Percolation transition prescribes protein size-specific barrier to passive transport through the nuclear pore complex.
Nuclear pore complexes (NPCs) control biomolecular transport in and out of the nucleus. Disordered nucleoporins in the complex's pore form a permeation barrier, preventing unassisted transport of large biomolecules. Here, we combine coarse-grained simulations of experimentally derived NPC structures with a theoretical model to determine the microscopic mechanism of passive transport. Brute-force simulations of protein transport reveal telegraph-like behavior, where prolonged diffusion on one side of the NPC is interrupted by rapid crossings to the other. We rationalize this behavior using a theoretical model that reproduces the energetics and kinetics of permeation solely from statistics of transient voids within the disordered mesh. As the protein size increases, the mesh transforms from a soft to a hard barrier, enabling orders-of-magnitude reduction in permeation rate for proteins beyond the percolation size threshold. Our model enables exploration of alternative NPC architectures and sets the stage for uncovering molecular mechanisms of facilitated nuclear transport.

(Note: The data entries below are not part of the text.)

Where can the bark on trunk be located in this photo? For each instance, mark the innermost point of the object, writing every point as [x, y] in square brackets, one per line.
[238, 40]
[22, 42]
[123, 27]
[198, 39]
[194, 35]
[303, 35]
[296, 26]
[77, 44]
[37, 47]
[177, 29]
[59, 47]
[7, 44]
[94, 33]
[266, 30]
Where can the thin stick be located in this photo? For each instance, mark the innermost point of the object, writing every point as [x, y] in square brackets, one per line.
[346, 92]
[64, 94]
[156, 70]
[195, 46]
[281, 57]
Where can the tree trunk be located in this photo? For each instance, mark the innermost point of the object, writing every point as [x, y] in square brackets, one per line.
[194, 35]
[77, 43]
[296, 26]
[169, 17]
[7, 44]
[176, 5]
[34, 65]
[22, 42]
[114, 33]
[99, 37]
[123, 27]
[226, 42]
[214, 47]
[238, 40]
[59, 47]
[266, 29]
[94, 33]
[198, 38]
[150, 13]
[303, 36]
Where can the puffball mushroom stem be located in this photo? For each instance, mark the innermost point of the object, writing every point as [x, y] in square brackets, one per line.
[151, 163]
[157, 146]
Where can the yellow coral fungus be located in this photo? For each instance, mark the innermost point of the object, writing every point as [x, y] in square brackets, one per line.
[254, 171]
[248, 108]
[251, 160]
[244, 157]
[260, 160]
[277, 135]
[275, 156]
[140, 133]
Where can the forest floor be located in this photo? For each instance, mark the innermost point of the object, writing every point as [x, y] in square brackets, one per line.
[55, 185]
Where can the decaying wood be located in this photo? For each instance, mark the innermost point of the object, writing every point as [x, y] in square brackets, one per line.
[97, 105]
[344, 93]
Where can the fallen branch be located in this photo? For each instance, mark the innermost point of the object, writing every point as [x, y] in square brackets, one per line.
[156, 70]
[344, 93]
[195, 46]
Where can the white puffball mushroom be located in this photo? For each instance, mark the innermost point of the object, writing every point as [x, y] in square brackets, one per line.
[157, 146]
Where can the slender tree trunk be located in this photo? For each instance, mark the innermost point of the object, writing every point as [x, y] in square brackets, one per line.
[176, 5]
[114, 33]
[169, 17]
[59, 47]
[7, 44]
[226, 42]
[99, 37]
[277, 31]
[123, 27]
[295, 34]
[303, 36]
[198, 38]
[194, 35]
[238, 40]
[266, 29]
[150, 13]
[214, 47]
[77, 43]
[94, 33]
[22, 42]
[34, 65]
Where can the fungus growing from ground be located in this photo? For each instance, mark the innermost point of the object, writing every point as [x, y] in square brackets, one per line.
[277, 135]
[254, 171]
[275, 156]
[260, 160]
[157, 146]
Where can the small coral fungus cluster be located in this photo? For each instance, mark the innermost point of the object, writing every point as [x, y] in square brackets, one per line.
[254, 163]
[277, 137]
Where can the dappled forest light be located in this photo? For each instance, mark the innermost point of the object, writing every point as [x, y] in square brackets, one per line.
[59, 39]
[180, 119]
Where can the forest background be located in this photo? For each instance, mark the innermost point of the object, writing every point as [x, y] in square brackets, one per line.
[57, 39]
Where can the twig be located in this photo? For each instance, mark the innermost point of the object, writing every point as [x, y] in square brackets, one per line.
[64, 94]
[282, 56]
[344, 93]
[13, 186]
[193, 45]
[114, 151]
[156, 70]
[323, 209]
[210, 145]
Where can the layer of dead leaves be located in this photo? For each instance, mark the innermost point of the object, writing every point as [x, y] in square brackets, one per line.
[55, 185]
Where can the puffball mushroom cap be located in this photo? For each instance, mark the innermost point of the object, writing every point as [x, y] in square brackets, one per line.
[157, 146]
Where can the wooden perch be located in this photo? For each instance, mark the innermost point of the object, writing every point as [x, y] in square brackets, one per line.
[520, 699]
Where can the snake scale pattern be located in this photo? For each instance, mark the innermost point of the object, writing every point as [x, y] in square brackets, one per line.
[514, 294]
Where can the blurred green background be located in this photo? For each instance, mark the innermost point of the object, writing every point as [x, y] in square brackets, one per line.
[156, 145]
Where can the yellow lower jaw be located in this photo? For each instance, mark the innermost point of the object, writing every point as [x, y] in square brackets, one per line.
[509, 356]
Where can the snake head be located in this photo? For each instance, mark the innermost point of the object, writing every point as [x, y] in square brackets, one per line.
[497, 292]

Movie 1. Equilibration simulation of the nuclear pore complex. The animation illustrates the last 1,000 microseconds of a 7,500-microsecond coarse-grained simulation. Colors identify the NPC scaffold (cyan), envelope (green), and tethered FG-nups (many colors). FGnups are colored by species.

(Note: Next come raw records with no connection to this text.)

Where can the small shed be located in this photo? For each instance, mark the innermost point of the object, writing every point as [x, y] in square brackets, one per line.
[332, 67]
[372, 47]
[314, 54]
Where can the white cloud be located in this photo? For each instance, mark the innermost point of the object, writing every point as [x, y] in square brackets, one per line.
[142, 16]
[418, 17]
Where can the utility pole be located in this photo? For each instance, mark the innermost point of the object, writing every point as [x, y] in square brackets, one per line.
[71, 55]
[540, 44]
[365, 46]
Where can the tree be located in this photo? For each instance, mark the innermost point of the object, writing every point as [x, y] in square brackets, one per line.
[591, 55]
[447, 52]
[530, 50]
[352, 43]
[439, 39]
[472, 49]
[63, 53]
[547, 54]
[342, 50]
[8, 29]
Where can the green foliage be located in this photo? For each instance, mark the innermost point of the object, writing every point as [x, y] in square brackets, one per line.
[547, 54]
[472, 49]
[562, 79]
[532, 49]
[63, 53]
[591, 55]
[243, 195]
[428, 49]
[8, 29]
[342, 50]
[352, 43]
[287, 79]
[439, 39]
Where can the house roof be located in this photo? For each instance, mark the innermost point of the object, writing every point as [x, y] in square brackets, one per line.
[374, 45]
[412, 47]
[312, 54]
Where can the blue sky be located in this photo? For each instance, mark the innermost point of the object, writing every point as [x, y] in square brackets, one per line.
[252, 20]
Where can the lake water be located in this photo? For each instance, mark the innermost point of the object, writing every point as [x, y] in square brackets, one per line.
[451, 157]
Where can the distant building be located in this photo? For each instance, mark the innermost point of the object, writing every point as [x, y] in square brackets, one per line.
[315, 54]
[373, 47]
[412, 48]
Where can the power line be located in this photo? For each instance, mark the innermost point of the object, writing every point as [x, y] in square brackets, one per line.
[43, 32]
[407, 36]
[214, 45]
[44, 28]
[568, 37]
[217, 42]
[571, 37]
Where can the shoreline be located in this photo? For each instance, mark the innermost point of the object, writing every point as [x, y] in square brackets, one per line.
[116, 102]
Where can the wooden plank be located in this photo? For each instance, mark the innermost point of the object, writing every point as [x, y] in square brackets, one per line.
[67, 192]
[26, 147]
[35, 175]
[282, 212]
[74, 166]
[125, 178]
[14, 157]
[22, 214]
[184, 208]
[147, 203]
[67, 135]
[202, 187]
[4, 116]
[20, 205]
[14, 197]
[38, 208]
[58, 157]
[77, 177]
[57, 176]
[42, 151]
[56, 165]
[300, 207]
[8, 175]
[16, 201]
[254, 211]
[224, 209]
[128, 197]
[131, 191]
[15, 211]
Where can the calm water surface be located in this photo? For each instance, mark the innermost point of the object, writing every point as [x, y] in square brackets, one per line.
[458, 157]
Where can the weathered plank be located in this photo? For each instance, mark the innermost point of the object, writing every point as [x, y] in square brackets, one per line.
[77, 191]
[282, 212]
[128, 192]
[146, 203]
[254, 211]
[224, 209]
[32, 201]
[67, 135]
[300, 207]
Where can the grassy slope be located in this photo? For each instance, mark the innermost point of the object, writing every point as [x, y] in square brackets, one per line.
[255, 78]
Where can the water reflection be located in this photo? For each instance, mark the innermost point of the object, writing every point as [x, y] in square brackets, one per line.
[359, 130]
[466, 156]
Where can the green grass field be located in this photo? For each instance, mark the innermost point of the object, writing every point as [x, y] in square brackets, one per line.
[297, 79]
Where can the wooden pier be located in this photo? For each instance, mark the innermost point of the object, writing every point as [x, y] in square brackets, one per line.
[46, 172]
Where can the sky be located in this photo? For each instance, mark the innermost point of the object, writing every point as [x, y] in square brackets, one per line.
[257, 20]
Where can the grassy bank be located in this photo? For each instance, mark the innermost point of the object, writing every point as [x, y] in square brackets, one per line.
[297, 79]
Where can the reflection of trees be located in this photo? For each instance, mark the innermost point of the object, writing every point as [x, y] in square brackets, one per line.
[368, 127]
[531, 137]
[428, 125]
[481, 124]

Movie 2. Coarse grained simulation of passive diffusion. The animation illustrates a 750-microsecond fragment of a coarse-grained simulation where α-lactalbumin attempts to and eventually crosses through the NPC. The crossing even happens toward the end of the animation. Colors identify the NPC scaffold (cyan), envelope (green), tethered FG-nups (white) and αlactalbumin (orange). The cylindrical confinement potential, radius of 50 nm and height of 120 nm, is outlined in black. Lower-left black scale bar, 10 nm.
Movie 3. Illustration of a typical crossing event. The animation illustrates a 6-microsecond fragment of a much longer MD trajectory where a maltose-binding protein is seen to pass through the NPC. Colors identify the NPC scaffold (cyan), envelope (green), tethered FG-nups (white) and maltosebinding protein (red). The instantaneous coordinates of the FG-nups and of the protein were averaged over two consecutive frames (20 ns) to smooth the representation of their motion. The cylindrical confinement potential, radius of 25 nm and height of 120 nm, is outlined in black. Lower-left black scale bar, 10 nm.